The bank said it will fill in the community banking gaps on the business-lending end by “embracing modern technology, customer service, cultural diversity, conventional underwriting practices and conservative investment principles.”

Hamadi said Triad Business’ board of directors would have equal distribution within the three cities “with a common vision for growth for the Triad.”

Peter Gwaltney, president of N.C. Bankers Association, said that while a $65 million capital raise goal is ambitious, it’s likely what bank executives believe is necessary for a three-city footprint with staffing and equipment.

“It’s a realistic goal, and the organizing group probably had a good bit of the capital resources already identified,” Gwaltney said.

Triad Business said local investors could be attracted to the bank after the loss of the BB&T Corp. headquarters from Winston-Salem as part of the formation of Truist Financial Corp., which debuted Dec. 6 with a Charlotte headquarters.

Triad Business said in a business plan that there could be a “loss of Triad focus” from Truist since “seven of 14 BB&T directors will step down, and only two independent directors are from the Triad.”

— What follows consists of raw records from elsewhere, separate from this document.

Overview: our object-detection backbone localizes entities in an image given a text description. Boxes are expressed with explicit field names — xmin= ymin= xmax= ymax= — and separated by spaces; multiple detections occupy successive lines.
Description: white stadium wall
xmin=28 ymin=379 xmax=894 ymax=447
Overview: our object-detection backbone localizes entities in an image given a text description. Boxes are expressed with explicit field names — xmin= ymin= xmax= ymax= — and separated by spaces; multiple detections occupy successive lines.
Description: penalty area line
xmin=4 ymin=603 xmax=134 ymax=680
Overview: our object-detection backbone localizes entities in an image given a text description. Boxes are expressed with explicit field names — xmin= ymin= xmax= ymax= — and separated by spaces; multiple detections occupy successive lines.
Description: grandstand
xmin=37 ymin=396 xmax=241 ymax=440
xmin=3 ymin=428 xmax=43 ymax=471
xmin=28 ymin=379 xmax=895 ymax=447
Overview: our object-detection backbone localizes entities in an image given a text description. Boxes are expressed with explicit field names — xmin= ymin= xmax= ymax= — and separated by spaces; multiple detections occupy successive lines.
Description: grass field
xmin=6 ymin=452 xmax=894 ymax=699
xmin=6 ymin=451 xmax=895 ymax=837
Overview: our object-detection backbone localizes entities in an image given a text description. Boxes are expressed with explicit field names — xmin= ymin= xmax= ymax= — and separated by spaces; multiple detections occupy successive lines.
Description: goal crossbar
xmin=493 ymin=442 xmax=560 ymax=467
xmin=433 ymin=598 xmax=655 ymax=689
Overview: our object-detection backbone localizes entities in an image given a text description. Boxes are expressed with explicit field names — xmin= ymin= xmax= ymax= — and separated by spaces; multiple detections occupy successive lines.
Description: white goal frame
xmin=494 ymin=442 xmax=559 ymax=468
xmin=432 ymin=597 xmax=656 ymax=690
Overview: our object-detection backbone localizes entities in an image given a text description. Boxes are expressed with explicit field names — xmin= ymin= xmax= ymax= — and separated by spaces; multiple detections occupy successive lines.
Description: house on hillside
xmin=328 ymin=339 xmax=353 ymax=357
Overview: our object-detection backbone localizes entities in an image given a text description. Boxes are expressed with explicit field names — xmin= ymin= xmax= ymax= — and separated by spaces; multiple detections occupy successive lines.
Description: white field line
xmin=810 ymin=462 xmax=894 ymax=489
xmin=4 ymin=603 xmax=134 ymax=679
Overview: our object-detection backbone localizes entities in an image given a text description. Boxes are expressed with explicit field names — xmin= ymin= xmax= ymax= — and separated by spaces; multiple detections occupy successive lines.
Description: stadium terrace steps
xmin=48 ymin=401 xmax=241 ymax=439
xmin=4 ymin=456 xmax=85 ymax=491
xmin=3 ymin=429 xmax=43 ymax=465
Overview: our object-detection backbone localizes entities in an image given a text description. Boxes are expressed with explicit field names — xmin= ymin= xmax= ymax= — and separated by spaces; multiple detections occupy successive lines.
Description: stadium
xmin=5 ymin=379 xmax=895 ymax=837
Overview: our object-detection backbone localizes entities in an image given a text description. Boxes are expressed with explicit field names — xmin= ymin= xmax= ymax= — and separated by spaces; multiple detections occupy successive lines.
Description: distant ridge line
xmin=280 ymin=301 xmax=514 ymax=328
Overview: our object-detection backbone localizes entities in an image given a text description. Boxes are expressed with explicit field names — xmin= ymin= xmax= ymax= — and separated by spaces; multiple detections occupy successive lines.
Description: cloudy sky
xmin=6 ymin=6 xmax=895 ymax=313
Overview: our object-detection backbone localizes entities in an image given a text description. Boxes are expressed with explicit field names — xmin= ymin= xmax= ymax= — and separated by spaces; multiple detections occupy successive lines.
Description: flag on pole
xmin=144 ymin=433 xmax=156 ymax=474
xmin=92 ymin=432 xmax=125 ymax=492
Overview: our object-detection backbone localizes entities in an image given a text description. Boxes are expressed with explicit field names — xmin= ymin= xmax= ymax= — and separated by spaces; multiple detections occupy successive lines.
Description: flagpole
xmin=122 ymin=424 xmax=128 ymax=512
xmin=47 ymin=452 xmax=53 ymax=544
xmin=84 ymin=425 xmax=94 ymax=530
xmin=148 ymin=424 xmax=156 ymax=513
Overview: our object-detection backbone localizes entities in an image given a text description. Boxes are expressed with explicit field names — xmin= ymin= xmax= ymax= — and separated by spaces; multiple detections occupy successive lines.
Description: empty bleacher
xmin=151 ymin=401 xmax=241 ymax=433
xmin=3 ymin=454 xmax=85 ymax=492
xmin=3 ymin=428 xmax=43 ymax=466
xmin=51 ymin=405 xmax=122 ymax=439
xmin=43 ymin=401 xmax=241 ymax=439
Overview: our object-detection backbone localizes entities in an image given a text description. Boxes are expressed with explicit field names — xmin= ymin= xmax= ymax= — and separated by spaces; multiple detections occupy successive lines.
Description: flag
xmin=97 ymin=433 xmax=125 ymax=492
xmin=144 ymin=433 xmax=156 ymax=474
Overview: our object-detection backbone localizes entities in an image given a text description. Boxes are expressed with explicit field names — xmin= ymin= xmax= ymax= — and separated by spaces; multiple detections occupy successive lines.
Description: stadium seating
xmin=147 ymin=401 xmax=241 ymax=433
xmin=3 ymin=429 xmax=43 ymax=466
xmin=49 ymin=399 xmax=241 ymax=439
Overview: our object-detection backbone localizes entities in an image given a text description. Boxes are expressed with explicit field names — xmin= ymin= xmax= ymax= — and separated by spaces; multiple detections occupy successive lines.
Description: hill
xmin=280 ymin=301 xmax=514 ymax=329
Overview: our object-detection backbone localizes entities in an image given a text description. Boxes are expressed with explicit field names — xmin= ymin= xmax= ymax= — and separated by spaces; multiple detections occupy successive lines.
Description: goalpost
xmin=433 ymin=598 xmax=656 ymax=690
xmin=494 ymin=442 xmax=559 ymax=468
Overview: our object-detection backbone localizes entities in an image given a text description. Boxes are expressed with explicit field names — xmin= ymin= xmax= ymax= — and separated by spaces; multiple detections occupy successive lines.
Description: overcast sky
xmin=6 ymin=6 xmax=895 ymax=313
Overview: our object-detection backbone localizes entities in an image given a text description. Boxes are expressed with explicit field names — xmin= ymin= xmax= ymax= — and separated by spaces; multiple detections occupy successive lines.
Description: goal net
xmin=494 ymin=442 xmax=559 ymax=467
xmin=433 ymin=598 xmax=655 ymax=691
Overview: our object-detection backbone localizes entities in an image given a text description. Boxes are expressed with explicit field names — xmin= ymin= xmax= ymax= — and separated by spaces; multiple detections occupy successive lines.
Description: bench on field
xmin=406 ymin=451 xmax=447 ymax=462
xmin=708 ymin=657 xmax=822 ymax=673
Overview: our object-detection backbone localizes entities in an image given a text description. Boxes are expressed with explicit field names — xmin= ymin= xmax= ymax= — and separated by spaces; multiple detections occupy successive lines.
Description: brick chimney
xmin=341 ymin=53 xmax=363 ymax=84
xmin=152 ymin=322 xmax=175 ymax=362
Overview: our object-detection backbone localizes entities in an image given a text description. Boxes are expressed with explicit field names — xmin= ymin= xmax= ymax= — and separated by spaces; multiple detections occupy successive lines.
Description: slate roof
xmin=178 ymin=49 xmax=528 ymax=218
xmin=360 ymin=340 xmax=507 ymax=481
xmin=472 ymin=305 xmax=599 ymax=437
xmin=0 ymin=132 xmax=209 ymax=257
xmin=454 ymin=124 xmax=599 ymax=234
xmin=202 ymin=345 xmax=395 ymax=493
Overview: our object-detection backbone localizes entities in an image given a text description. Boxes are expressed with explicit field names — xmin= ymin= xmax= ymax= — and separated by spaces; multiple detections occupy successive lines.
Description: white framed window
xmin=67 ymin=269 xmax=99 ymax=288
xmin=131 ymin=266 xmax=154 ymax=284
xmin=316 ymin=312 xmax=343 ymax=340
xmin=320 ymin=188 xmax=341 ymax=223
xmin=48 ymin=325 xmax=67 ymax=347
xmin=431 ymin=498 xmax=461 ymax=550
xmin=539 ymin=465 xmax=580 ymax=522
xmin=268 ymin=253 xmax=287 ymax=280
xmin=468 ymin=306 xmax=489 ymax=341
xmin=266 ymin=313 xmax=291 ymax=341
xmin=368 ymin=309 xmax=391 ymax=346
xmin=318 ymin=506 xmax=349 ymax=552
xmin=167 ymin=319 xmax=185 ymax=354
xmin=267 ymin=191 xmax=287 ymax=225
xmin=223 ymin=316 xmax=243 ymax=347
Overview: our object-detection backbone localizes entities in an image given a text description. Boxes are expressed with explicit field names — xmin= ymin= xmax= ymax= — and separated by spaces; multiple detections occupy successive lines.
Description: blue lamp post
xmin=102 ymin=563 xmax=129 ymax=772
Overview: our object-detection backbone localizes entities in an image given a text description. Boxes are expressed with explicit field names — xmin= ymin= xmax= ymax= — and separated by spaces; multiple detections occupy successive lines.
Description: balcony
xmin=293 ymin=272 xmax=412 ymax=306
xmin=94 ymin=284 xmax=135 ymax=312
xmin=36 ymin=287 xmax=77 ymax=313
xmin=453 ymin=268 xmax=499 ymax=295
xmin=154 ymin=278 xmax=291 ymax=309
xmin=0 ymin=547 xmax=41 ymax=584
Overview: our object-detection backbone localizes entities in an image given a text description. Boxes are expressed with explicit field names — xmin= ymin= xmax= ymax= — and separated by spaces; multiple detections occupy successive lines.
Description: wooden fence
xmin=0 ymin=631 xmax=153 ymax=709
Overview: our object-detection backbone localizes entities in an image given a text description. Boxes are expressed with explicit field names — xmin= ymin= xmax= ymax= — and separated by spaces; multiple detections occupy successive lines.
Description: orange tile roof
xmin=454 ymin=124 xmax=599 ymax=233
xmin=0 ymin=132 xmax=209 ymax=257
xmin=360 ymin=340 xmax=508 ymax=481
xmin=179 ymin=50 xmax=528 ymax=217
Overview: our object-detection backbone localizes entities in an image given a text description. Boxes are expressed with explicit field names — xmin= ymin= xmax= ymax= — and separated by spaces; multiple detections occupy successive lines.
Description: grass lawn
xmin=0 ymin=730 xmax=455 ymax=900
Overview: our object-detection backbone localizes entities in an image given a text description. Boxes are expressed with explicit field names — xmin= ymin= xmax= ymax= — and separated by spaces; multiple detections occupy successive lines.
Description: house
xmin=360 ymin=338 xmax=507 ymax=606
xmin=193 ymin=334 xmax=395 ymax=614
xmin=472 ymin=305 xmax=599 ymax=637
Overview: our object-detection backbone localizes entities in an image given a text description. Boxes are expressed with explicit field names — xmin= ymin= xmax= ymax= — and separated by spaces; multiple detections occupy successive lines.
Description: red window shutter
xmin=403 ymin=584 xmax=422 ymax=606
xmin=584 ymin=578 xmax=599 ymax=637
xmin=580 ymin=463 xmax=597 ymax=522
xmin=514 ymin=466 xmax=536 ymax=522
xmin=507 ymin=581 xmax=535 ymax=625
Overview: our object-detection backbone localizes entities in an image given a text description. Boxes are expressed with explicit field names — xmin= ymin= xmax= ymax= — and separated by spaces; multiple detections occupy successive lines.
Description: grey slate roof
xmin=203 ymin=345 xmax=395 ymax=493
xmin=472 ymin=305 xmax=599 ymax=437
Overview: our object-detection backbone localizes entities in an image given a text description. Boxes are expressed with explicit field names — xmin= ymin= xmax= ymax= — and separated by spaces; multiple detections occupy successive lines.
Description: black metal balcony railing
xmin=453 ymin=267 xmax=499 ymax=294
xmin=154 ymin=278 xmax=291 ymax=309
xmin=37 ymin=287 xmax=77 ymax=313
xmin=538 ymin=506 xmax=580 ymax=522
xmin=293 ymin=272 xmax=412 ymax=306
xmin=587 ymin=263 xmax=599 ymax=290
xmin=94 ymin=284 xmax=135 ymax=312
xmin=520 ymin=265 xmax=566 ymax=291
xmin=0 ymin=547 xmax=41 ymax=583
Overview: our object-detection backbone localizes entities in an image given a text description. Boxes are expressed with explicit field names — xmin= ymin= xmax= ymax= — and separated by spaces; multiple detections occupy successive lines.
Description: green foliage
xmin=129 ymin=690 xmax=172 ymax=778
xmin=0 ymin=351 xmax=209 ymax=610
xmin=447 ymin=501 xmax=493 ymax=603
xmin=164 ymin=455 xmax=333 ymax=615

“Consolidation has largely eliminated community banks in the Triad,” Triad Business said. “Less than 3% of Triad deposits are held by banks below $10 billion in assets.”

“The recent (banking) consolidations have affected the local communities in that local bank leadership was replaced by out-of-state bank leadership, who have their ultimate focus on their home markets,” Hamadi said.

“People like to do business with people they get to know and trust, and we believe we will be able to recruit and retain talented employees.”